Hay entre las películas una categoría que nace a finales del siglo XIX y principios del XX, con los hermanos Lumière y George Méliès en cada uno de los lados: realismo y expresionismo. El realismo busca, según Louis Gianetti en Understanding Movies, «capturar el flujo y la espontaneidad de los eventos tal y como eran vistos en la vida real», refiriéndose a lo que hicieron los Lumière en películas como La llegada de un tren. El expresionismo, por su lado, «es la mezcla típica de narrativa caprichosa y fotografía truqueada», «filmes fantásticos que enfatizaban eventos puramente imaginarios», describiendo así el cine de George Méliès. Si imaginamos al realismo y el expresionismo como los extremos de una línea recta, el cine clásico hollywoodense se encontraría en la franja media de esa recta, tomando elementos prestados de ambas tendencias, manteniéndose siempre en una tensión entre esas dos direcciones. Esto ha derivado en la existencia de un realismo hollywoodense, entendido como el seguimiento de las reglas lógicas arriba mencionadas con ocasionales desplantes técnicos o argumentales cercanos al expresionismo. Un ejemplo reciente de esto último está en Paddington, una película a todas luces «realista hollywoodense». Paddington el oso llega a casa y ve cómo una pintura cobra vida en la pared frente a sus ojos. Es un momento lleno de calma belleza, muy inusual en el cine comercial.

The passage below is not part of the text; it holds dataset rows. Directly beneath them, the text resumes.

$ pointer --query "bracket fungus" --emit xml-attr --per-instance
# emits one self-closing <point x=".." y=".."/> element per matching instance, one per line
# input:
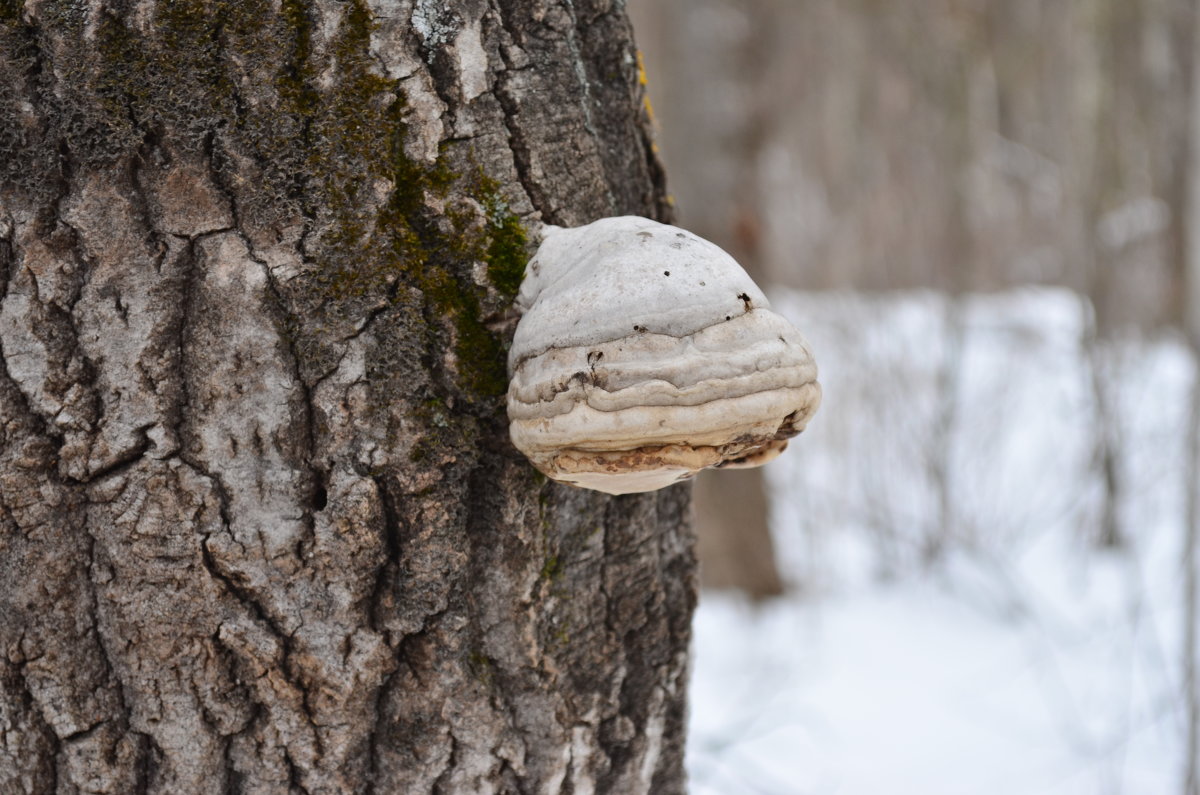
<point x="646" y="354"/>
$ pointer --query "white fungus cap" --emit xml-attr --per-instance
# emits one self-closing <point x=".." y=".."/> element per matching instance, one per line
<point x="646" y="354"/>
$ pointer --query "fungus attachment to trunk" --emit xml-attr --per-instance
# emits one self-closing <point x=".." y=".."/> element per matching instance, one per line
<point x="646" y="354"/>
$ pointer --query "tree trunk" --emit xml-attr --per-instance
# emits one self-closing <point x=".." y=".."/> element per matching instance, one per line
<point x="261" y="525"/>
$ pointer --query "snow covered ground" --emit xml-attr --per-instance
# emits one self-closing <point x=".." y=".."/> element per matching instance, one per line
<point x="953" y="625"/>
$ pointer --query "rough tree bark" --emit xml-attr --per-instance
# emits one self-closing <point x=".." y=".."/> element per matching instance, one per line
<point x="261" y="526"/>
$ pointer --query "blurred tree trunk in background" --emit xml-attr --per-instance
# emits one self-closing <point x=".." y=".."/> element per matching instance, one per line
<point x="885" y="133"/>
<point x="949" y="144"/>
<point x="261" y="525"/>
<point x="717" y="45"/>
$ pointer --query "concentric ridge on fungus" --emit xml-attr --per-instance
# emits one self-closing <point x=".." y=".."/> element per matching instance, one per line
<point x="645" y="354"/>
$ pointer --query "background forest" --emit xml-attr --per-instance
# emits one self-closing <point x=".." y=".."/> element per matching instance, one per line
<point x="979" y="213"/>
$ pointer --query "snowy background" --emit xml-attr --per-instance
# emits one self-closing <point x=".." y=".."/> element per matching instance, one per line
<point x="954" y="621"/>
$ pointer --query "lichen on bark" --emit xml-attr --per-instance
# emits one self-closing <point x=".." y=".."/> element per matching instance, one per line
<point x="261" y="526"/>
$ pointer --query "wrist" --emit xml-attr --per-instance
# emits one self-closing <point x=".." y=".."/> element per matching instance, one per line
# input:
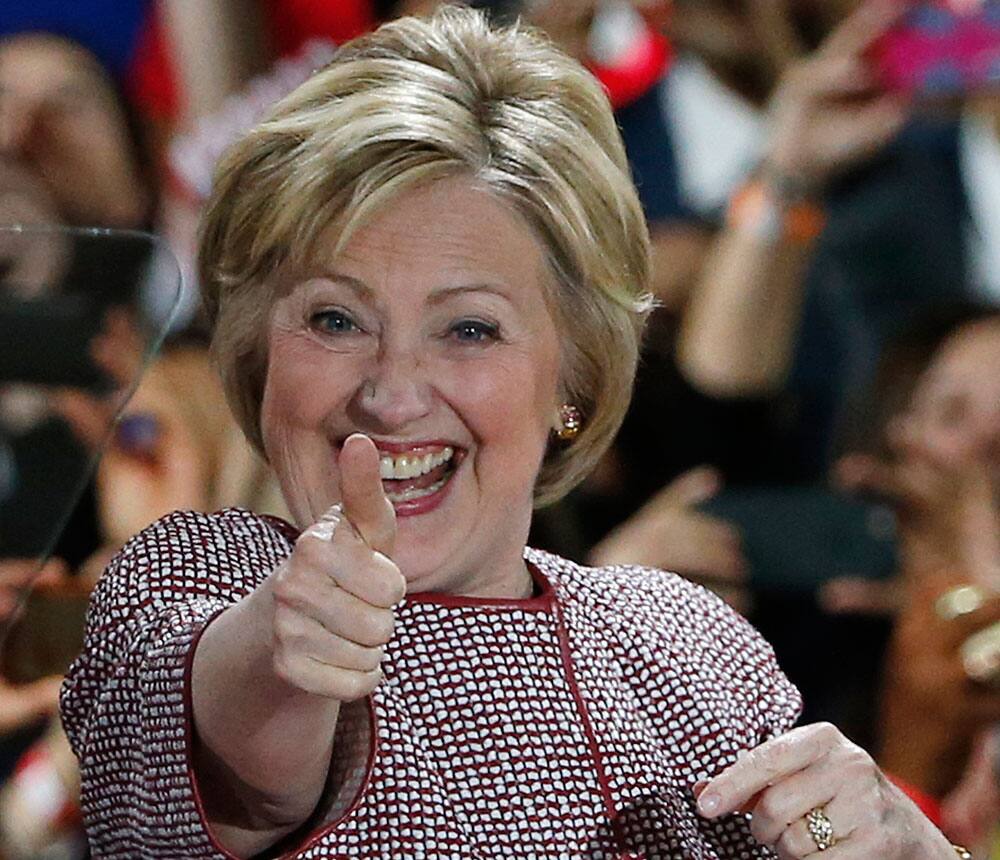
<point x="774" y="211"/>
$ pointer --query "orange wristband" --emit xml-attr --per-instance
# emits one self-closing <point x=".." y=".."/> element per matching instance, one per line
<point x="755" y="209"/>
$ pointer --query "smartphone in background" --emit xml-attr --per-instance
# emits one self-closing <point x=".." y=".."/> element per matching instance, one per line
<point x="941" y="49"/>
<point x="796" y="538"/>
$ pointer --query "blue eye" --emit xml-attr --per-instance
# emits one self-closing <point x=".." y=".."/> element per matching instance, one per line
<point x="474" y="331"/>
<point x="336" y="322"/>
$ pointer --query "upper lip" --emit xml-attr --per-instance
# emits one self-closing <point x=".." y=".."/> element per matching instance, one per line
<point x="386" y="446"/>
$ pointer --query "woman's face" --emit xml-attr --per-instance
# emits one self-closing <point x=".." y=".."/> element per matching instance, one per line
<point x="956" y="405"/>
<point x="431" y="334"/>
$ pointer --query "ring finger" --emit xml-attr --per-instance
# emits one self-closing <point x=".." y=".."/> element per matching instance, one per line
<point x="798" y="841"/>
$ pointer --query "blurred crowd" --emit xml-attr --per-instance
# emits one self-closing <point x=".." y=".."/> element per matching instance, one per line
<point x="815" y="432"/>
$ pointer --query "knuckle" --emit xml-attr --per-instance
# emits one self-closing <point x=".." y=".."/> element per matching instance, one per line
<point x="825" y="733"/>
<point x="284" y="667"/>
<point x="770" y="808"/>
<point x="290" y="591"/>
<point x="285" y="626"/>
<point x="353" y="685"/>
<point x="391" y="585"/>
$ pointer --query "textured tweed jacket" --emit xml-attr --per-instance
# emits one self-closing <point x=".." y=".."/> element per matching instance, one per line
<point x="570" y="724"/>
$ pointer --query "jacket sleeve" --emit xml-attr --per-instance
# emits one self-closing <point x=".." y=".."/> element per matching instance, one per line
<point x="126" y="703"/>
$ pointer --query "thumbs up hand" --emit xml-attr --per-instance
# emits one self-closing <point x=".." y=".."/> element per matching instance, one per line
<point x="334" y="596"/>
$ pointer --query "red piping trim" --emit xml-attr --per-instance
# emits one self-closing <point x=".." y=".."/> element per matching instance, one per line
<point x="189" y="748"/>
<point x="545" y="599"/>
<point x="595" y="752"/>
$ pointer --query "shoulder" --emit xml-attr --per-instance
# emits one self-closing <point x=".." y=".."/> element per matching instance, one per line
<point x="641" y="595"/>
<point x="653" y="618"/>
<point x="189" y="554"/>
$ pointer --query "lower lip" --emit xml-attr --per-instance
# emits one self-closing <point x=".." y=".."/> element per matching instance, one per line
<point x="425" y="504"/>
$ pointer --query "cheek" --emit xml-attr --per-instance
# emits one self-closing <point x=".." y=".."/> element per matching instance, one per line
<point x="301" y="389"/>
<point x="510" y="406"/>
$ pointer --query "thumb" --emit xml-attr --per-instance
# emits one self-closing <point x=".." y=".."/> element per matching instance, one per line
<point x="362" y="495"/>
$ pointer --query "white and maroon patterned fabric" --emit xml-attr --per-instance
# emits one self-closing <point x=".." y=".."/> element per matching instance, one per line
<point x="571" y="724"/>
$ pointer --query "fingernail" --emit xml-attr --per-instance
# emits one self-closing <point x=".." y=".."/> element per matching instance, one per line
<point x="709" y="804"/>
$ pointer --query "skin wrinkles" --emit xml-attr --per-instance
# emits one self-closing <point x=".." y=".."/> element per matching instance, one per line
<point x="411" y="280"/>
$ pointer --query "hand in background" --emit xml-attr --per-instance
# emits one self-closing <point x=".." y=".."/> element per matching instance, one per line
<point x="155" y="460"/>
<point x="828" y="112"/>
<point x="931" y="710"/>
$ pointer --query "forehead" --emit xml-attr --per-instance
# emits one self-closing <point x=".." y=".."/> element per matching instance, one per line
<point x="446" y="230"/>
<point x="39" y="65"/>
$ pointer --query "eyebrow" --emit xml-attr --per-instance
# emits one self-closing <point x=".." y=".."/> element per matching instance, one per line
<point x="437" y="296"/>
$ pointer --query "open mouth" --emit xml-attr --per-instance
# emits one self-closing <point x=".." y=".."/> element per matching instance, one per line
<point x="418" y="473"/>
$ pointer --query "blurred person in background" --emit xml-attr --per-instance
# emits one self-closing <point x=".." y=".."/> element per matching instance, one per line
<point x="347" y="310"/>
<point x="843" y="214"/>
<point x="73" y="153"/>
<point x="939" y="468"/>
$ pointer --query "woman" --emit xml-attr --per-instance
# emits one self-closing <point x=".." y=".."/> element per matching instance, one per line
<point x="427" y="276"/>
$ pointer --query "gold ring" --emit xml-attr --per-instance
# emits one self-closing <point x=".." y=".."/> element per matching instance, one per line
<point x="960" y="601"/>
<point x="820" y="829"/>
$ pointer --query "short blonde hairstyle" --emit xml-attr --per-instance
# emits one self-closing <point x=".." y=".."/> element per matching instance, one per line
<point x="417" y="101"/>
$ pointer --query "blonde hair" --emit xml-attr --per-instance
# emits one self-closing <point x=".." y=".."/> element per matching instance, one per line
<point x="416" y="101"/>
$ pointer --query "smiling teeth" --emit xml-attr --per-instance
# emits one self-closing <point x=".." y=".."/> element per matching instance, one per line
<point x="411" y="465"/>
<point x="411" y="494"/>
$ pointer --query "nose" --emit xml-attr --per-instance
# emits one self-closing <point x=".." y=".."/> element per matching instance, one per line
<point x="16" y="120"/>
<point x="394" y="394"/>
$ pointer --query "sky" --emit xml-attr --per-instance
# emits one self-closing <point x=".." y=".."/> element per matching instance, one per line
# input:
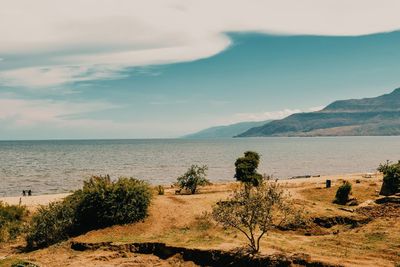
<point x="162" y="69"/>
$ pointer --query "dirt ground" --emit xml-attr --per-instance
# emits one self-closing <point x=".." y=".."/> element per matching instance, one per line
<point x="183" y="220"/>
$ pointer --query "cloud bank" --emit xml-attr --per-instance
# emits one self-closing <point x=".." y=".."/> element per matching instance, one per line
<point x="46" y="43"/>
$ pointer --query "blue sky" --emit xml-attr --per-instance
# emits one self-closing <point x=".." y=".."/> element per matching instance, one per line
<point x="81" y="88"/>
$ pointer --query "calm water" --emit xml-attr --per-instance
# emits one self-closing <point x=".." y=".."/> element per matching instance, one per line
<point x="59" y="166"/>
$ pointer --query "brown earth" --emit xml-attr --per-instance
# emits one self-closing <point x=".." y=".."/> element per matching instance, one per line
<point x="364" y="235"/>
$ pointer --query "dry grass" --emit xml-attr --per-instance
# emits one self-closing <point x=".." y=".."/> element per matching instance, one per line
<point x="182" y="220"/>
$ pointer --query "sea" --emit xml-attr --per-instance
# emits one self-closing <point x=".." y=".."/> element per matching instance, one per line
<point x="58" y="166"/>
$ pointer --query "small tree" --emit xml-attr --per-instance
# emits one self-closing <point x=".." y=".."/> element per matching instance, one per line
<point x="343" y="193"/>
<point x="391" y="178"/>
<point x="195" y="176"/>
<point x="246" y="170"/>
<point x="255" y="212"/>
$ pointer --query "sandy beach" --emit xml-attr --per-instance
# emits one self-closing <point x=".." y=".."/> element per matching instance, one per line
<point x="34" y="201"/>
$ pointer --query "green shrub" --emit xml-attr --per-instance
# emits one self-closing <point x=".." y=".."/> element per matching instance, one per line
<point x="391" y="178"/>
<point x="12" y="221"/>
<point x="343" y="193"/>
<point x="100" y="203"/>
<point x="104" y="203"/>
<point x="52" y="223"/>
<point x="246" y="169"/>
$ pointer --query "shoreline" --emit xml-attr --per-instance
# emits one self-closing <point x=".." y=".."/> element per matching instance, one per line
<point x="44" y="199"/>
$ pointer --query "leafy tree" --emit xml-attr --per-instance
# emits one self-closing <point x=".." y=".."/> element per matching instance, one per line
<point x="246" y="169"/>
<point x="343" y="193"/>
<point x="195" y="176"/>
<point x="254" y="213"/>
<point x="391" y="178"/>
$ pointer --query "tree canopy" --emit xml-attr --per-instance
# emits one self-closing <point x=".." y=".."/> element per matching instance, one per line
<point x="246" y="169"/>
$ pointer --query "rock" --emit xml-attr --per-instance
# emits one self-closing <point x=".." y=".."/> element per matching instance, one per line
<point x="346" y="209"/>
<point x="352" y="202"/>
<point x="388" y="199"/>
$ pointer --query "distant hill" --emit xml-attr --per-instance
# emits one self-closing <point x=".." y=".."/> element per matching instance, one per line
<point x="355" y="117"/>
<point x="226" y="131"/>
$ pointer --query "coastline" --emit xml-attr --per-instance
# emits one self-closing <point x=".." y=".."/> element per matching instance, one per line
<point x="44" y="199"/>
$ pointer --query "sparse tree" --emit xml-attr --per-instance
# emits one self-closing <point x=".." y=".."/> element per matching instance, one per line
<point x="391" y="178"/>
<point x="343" y="193"/>
<point x="246" y="170"/>
<point x="254" y="213"/>
<point x="195" y="176"/>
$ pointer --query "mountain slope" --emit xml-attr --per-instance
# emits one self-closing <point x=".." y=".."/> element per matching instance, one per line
<point x="226" y="131"/>
<point x="368" y="116"/>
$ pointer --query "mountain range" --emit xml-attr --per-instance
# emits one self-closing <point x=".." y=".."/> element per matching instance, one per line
<point x="355" y="117"/>
<point x="226" y="131"/>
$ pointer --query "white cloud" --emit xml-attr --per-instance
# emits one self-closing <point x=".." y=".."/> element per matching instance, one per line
<point x="49" y="119"/>
<point x="85" y="40"/>
<point x="23" y="112"/>
<point x="270" y="115"/>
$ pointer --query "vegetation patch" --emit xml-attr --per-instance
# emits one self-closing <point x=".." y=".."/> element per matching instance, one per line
<point x="100" y="203"/>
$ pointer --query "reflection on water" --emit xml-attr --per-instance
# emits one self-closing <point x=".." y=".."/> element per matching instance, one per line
<point x="59" y="166"/>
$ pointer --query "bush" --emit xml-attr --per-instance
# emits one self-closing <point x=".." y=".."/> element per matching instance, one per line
<point x="195" y="176"/>
<point x="52" y="224"/>
<point x="391" y="178"/>
<point x="104" y="203"/>
<point x="257" y="211"/>
<point x="246" y="169"/>
<point x="100" y="203"/>
<point x="343" y="193"/>
<point x="12" y="221"/>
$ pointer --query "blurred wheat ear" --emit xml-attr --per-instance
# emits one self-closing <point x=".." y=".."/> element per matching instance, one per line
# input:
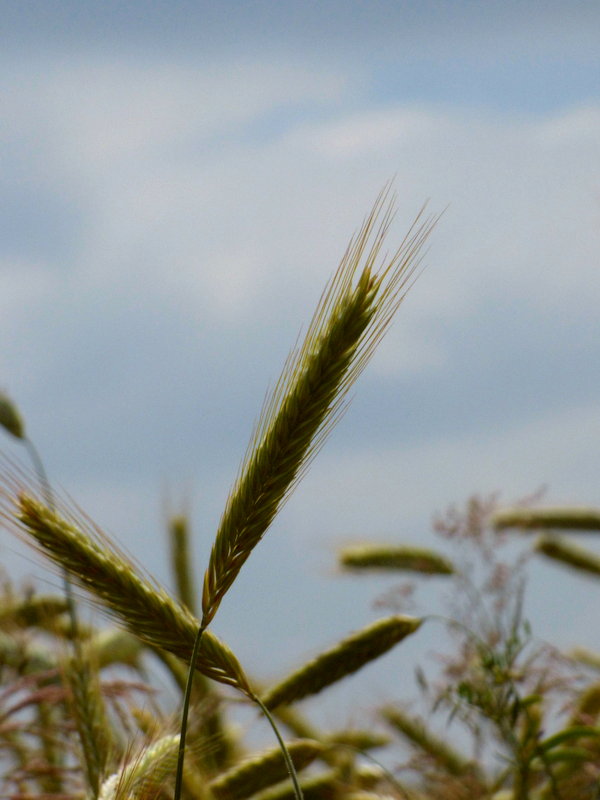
<point x="351" y="318"/>
<point x="148" y="611"/>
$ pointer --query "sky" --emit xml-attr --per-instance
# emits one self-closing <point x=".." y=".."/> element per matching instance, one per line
<point x="179" y="180"/>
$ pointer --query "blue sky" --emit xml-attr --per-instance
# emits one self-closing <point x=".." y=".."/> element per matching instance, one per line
<point x="178" y="181"/>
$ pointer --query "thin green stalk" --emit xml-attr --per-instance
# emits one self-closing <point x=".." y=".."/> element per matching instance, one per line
<point x="288" y="760"/>
<point x="184" y="715"/>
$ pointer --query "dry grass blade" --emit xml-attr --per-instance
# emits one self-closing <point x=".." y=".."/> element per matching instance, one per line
<point x="576" y="557"/>
<point x="345" y="658"/>
<point x="575" y="519"/>
<point x="413" y="559"/>
<point x="148" y="611"/>
<point x="355" y="310"/>
<point x="264" y="770"/>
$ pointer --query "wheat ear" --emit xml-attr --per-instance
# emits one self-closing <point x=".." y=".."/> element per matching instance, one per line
<point x="572" y="555"/>
<point x="354" y="312"/>
<point x="143" y="777"/>
<point x="413" y="559"/>
<point x="575" y="519"/>
<point x="345" y="658"/>
<point x="181" y="561"/>
<point x="264" y="770"/>
<point x="90" y="716"/>
<point x="415" y="731"/>
<point x="148" y="611"/>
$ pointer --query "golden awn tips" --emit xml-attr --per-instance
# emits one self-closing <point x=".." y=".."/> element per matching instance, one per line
<point x="353" y="314"/>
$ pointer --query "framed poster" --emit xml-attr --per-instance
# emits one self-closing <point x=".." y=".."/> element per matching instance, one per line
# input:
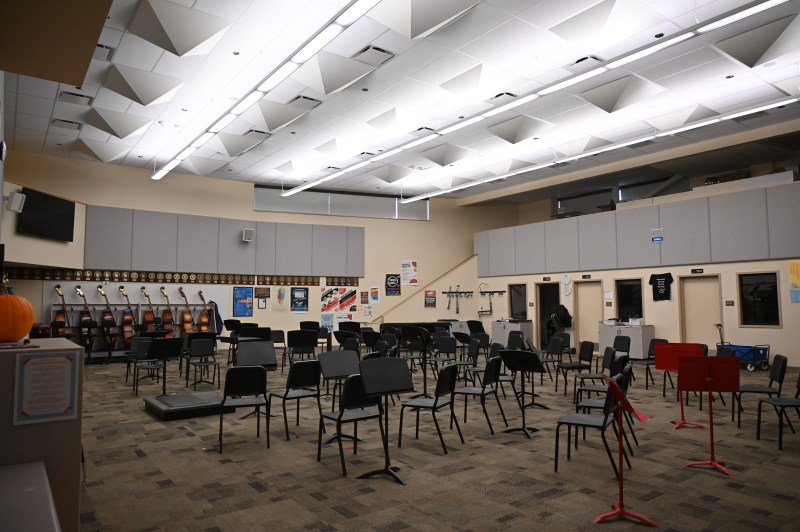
<point x="242" y="301"/>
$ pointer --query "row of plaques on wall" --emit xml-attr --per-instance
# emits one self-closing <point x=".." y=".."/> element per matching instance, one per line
<point x="57" y="274"/>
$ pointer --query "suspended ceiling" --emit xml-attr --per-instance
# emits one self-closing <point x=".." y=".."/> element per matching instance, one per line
<point x="162" y="72"/>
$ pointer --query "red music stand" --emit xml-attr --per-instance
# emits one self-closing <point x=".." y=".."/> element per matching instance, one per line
<point x="623" y="405"/>
<point x="711" y="374"/>
<point x="668" y="356"/>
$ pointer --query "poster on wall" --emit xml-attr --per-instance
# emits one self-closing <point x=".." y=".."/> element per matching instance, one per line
<point x="430" y="298"/>
<point x="794" y="281"/>
<point x="299" y="299"/>
<point x="392" y="284"/>
<point x="46" y="387"/>
<point x="242" y="301"/>
<point x="408" y="273"/>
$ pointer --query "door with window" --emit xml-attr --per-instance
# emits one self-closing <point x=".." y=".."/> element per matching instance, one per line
<point x="701" y="309"/>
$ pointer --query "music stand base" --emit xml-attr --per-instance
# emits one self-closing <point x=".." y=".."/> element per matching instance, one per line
<point x="679" y="423"/>
<point x="527" y="430"/>
<point x="391" y="471"/>
<point x="620" y="512"/>
<point x="711" y="463"/>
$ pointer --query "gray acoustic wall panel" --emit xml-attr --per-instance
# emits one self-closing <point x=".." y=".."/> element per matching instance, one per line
<point x="634" y="247"/>
<point x="293" y="249"/>
<point x="155" y="241"/>
<point x="265" y="248"/>
<point x="480" y="247"/>
<point x="529" y="244"/>
<point x="109" y="233"/>
<point x="328" y="250"/>
<point x="686" y="233"/>
<point x="561" y="245"/>
<point x="235" y="255"/>
<point x="739" y="226"/>
<point x="502" y="252"/>
<point x="198" y="243"/>
<point x="783" y="215"/>
<point x="356" y="251"/>
<point x="597" y="238"/>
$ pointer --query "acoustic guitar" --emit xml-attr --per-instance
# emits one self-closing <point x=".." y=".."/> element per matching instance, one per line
<point x="203" y="313"/>
<point x="167" y="318"/>
<point x="187" y="321"/>
<point x="61" y="315"/>
<point x="128" y="320"/>
<point x="149" y="315"/>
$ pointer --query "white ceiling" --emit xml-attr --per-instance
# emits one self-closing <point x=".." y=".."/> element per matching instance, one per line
<point x="148" y="104"/>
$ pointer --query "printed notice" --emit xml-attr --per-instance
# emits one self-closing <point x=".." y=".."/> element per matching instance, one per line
<point x="46" y="387"/>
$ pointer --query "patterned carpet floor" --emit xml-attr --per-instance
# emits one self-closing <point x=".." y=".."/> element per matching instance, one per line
<point x="147" y="474"/>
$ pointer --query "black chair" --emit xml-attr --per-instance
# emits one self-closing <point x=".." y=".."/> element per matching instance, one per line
<point x="354" y="406"/>
<point x="245" y="386"/>
<point x="488" y="387"/>
<point x="776" y="375"/>
<point x="301" y="383"/>
<point x="599" y="422"/>
<point x="442" y="398"/>
<point x="780" y="404"/>
<point x="584" y="363"/>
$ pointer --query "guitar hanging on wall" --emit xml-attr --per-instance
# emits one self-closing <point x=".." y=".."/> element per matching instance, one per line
<point x="187" y="321"/>
<point x="149" y="315"/>
<point x="61" y="315"/>
<point x="167" y="318"/>
<point x="128" y="319"/>
<point x="203" y="314"/>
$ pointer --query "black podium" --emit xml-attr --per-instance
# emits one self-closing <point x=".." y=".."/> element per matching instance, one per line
<point x="521" y="362"/>
<point x="384" y="377"/>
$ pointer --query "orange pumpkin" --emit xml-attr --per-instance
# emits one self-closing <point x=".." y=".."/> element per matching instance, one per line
<point x="16" y="316"/>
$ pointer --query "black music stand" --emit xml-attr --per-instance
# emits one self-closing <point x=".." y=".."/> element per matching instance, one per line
<point x="385" y="376"/>
<point x="521" y="362"/>
<point x="165" y="349"/>
<point x="623" y="405"/>
<point x="711" y="374"/>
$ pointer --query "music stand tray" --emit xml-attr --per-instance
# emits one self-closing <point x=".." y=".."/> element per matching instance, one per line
<point x="711" y="374"/>
<point x="384" y="377"/>
<point x="522" y="362"/>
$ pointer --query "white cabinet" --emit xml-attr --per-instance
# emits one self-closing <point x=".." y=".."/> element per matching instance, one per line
<point x="640" y="336"/>
<point x="500" y="330"/>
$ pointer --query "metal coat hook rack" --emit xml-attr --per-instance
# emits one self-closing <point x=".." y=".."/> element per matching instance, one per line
<point x="456" y="294"/>
<point x="489" y="294"/>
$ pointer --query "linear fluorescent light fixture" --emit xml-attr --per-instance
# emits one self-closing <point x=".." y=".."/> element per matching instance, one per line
<point x="740" y="15"/>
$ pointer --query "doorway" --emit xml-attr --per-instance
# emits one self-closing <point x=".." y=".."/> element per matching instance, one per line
<point x="547" y="300"/>
<point x="588" y="311"/>
<point x="518" y="299"/>
<point x="701" y="309"/>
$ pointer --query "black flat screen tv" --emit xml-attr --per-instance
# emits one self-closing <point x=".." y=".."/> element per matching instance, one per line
<point x="46" y="216"/>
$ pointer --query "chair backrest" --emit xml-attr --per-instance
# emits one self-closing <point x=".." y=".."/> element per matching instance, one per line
<point x="258" y="353"/>
<point x="622" y="343"/>
<point x="304" y="374"/>
<point x="245" y="380"/>
<point x="446" y="345"/>
<point x="778" y="370"/>
<point x="492" y="372"/>
<point x="586" y="351"/>
<point x="353" y="395"/>
<point x="651" y="348"/>
<point x="446" y="383"/>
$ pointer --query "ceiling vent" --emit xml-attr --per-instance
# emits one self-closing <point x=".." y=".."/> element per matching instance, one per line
<point x="74" y="97"/>
<point x="66" y="124"/>
<point x="372" y="55"/>
<point x="304" y="102"/>
<point x="103" y="52"/>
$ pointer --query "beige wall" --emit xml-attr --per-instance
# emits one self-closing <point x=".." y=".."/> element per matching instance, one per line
<point x="665" y="315"/>
<point x="439" y="246"/>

Entonces, ¿cómo es posible que en el cine hollywoodense —más aún: en el blockbuster, que por sus condiciones quizá debería ser el más árido de todos los terrenos de Hollywood— se encuentren voces personales, capaces de sacar adelante proyectos inusuales, innovadores y de altos presupuestos? ¿De qué forma Hollywood, entendido como el sistema de producción que busca maximizar ganancias y audiencias, permite que la innovación y la búsqueda estilística se filtre incluso en producciones tan costosas como la recientemente estrenada Ant-Man? Dejemos la respuesta como un cliffhanger, en un necio afán por capturar lectores para la siguiente entrega.
Notas:
1) Walter Benjamin, La obra de arte en la era de su reproductibilidad técnica; uso la edición de Pre-Textos de Sobre la fotografía, pero acá hay un .pdf con el ensayo completo por separado.
2) David Bordwell, Jane Staiger, Kristin Thompson, El cine clásico de Hollywood. Un libro esencial en el entendimiento de los procesos económicos e institucionales y su injerencia en la creatividad de las películas hollywoodenses. Hay una copia completa de la edición en español de Paidós en Scribd.
3) Louis Gianetti, Understanding Movies. Quizá el más práctico libro de texto para acercarse a la comprensión del cine y sus procesos (técnicos, históricos, artísticos). Hay más de doce reediciones, todas corregidas y aumentadas; la mía es la tercera, de 1982, editada por Prentice Hall. No hay copia en internet, hasta donde sé.
4) El manual de guion que menciono es Cinema Craftmanship. A book for photoplaywrights, de Frances Taylor Patterson —una de las primeras académicas norteamericanas en especializarse en cine. Aquí, el perfil de Frances en Women Film Pioneers Project, y acá, el libro completo, escaneado.